O mesmo Deus que nos entregou a primeira parcela de sua vida futura aqui

no presente, a saber, o dom do Espírito Santo, prometeu que vai nos dar a herança

final, na qual o nosso coração espera ansiosamente. Essa herança é a nossa

ressurreição do corpo à semelhança de Cristo no novo mundo restaurado de Deus,

o novo céu e nova terra. Note como Ridderbos relaciona a transformação do nosso

corpo nesta vida nos moldes da nossa vida futura:

Se é verdade que Paulo nos conta que o Espírito já está operando em nós agora, transformando-nos na imagem de Cristo, conclui-se que esta renovação progressiva é um tipo de antecipação da ressurreição do corpo. Dessa forma, o Espírito Santo é o elo de ligação entre o corpo presente e o corpo ressurreto.39

A vida cristã na compreensão escatológica dos “últimos dias” – o tempo em

que agora vivemos – é uma vida de antecipação das realidades totais do novo

mundo ansiado. Saber do que acontecerá conosco no final de todas as coisas deve

nos mover, no tempo em que vivemos, motivados pela ressurreição e pelo poder do

Espírito, para uma vida radicalmente transformadora, tanto nas dimensões pessoais

quanto sociais.

A escatológica cristã é essencialmente prática.

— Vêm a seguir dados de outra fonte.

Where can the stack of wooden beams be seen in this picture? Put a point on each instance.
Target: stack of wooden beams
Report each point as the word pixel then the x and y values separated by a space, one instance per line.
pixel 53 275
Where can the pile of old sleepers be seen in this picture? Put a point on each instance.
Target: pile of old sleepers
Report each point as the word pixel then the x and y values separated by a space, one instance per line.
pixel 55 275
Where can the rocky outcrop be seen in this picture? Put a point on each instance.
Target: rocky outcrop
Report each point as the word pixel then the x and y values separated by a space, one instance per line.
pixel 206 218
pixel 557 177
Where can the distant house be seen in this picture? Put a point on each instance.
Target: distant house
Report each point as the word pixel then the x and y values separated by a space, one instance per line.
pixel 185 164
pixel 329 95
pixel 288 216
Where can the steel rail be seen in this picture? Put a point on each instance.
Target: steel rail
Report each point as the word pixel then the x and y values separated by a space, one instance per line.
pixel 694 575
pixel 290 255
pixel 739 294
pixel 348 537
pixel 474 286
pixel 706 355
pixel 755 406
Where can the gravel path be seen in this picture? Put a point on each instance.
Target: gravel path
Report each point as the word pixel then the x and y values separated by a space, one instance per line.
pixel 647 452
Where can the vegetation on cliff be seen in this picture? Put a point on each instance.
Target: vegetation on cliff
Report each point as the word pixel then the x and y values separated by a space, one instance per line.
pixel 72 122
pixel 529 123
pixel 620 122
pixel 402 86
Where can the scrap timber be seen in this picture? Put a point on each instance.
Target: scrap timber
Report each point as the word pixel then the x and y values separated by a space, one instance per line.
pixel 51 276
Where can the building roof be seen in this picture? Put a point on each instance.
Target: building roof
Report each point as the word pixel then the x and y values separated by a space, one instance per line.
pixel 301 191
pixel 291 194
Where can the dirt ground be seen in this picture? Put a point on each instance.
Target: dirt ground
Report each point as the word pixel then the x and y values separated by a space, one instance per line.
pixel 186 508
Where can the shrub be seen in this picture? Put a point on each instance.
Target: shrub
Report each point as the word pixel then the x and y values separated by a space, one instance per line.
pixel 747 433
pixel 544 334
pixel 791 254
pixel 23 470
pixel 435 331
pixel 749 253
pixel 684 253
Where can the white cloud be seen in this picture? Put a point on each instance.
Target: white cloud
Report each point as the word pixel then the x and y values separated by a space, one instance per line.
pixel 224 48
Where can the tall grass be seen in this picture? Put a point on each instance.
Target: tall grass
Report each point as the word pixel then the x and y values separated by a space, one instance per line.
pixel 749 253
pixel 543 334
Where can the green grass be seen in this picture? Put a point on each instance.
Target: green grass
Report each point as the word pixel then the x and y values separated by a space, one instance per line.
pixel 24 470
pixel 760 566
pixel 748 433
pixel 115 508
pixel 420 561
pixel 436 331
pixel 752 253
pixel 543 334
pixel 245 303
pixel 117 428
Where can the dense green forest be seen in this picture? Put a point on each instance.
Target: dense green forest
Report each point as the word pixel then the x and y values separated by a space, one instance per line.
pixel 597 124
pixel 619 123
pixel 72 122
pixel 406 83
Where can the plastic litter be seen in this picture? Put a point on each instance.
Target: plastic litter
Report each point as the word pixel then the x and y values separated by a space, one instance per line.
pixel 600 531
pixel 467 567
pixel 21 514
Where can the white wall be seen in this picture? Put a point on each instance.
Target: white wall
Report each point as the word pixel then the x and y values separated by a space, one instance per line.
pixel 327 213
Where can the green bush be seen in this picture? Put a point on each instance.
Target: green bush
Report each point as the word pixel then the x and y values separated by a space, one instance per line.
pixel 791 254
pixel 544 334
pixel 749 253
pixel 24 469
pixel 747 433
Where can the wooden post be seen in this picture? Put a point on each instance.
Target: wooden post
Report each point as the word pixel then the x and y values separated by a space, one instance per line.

É o mesmo que dizer que o

futuro já chegou, mas ainda não em sua totalidade. Por isso, podemos ser otimistas

quanto ao poder transformador nesta vida, mas de maneira alguma iludidos em uma

humanidade ou sociedade totalmente restaurada nesta vida pelas nossas próprias

forças. A nossa vida presente é uma grande inauguração e pré-desenvolvimento do

futuro, mas Deus ainda nos reserva muito mais do que pensamos ou podemos

imaginar.

38 Cf. também a exposição de HOEKEMA, 1997, p .84.39 RIDDERBOS, 2004, p. 551.